More than eight decades after it was installed, a memorial to the three 19th-century sibling novelists in London’s Westminster Abbey was amended Thursday to restore the diaereses – the two dots over the e in their surname.

The dots — which indicate that the name is pronounced “brontay” rather than “bront” — were omitted when the stone tablet commemorating Charlotte, Emily and Anne was erected in the abbey’s Poets’ Corner in October 1939, just after the outbreak of World War II.

They were restored after Brontë historian Sharon Wright, editor of the Brontë Society Gazette, raised the issue with Dean of Westminster David Hoyle. The abbey asked its stonemason to tap in the dots and its conservator to paint them.

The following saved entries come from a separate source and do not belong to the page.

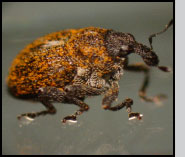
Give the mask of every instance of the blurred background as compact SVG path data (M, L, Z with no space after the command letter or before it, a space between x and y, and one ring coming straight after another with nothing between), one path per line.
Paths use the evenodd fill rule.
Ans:
M90 110L78 122L62 124L63 117L78 109L55 103L57 114L41 116L32 122L16 116L40 111L39 102L12 97L5 79L12 60L27 44L45 34L87 26L111 28L133 34L149 45L148 37L161 31L173 17L173 3L2 3L2 153L3 154L173 154L173 72L151 68L148 95L160 93L168 98L162 104L140 100L142 73L125 72L120 81L118 102L134 100L133 111L141 121L128 120L125 109L117 112L101 108L102 96L85 100ZM153 39L160 65L173 68L173 29ZM130 55L130 63L142 61Z

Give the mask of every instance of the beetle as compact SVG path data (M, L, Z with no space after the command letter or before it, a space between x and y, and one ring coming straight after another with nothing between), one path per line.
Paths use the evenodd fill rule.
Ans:
M167 67L158 65L152 38L165 32L172 24L173 20L164 30L149 36L150 47L138 43L130 33L97 27L67 29L36 39L14 59L7 84L14 96L36 99L46 110L24 113L17 118L34 119L55 114L52 102L62 102L79 106L79 110L62 120L63 123L76 122L77 116L89 109L85 98L103 94L103 109L117 111L125 107L129 119L141 119L142 114L131 110L131 98L111 106L118 97L118 82L124 70L143 72L145 79L139 96L147 102L156 102L163 97L146 95L150 67L169 71ZM141 56L144 63L129 65L128 56L132 53Z

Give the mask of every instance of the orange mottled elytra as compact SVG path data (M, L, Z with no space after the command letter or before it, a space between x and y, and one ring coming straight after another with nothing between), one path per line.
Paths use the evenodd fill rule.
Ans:
M13 61L8 76L9 88L16 96L36 94L40 87L64 88L73 80L77 67L97 68L99 75L108 73L105 66L113 62L104 43L107 31L88 27L38 38Z

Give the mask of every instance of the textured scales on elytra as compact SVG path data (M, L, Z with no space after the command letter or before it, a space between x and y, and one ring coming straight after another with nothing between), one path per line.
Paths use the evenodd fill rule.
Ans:
M52 102L62 102L79 106L79 110L62 120L63 123L75 122L78 115L89 109L84 99L101 94L104 95L103 109L117 111L125 107L130 120L141 119L142 114L131 110L131 98L111 106L119 94L118 82L124 70L143 72L145 80L139 96L148 102L160 101L161 95L146 96L149 67L169 71L167 67L158 66L152 38L165 32L172 23L171 20L163 31L149 37L151 48L138 43L130 33L96 27L63 30L33 41L14 59L7 84L13 95L36 99L46 110L21 114L18 119L55 114ZM145 64L129 65L131 53L140 55Z

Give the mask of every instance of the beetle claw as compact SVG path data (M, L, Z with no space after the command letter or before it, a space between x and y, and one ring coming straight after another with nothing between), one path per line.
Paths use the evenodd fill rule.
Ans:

“There’s no paper record for anyone complaining about this or mentioning this, so I just wanted to put it right, really,” Wright said. “These three Yorkshire women deserve their place here, but they also deserve to have their name spelled correctly.”

It’s believed the writers’ Irish father Patrick changed the spelling of his surname from Brunty or Prunty when he went to university in England.

Raised on the wild Yorkshire moors, all three sisters died before they were 40, leaving enduring novels including Charlotte’s “Jane Eyre,” Emily’s “Wuthering Heights” and Anne’s “The Tenant of Wildfell Hall.”

Rebecca Yorke, director of the Brontë Society, welcomed the restoration.

“As the Brontës and their work are loved and respected all over the world, it’s entirely appropriate that their name is spelled correctly on their memorial,” she said.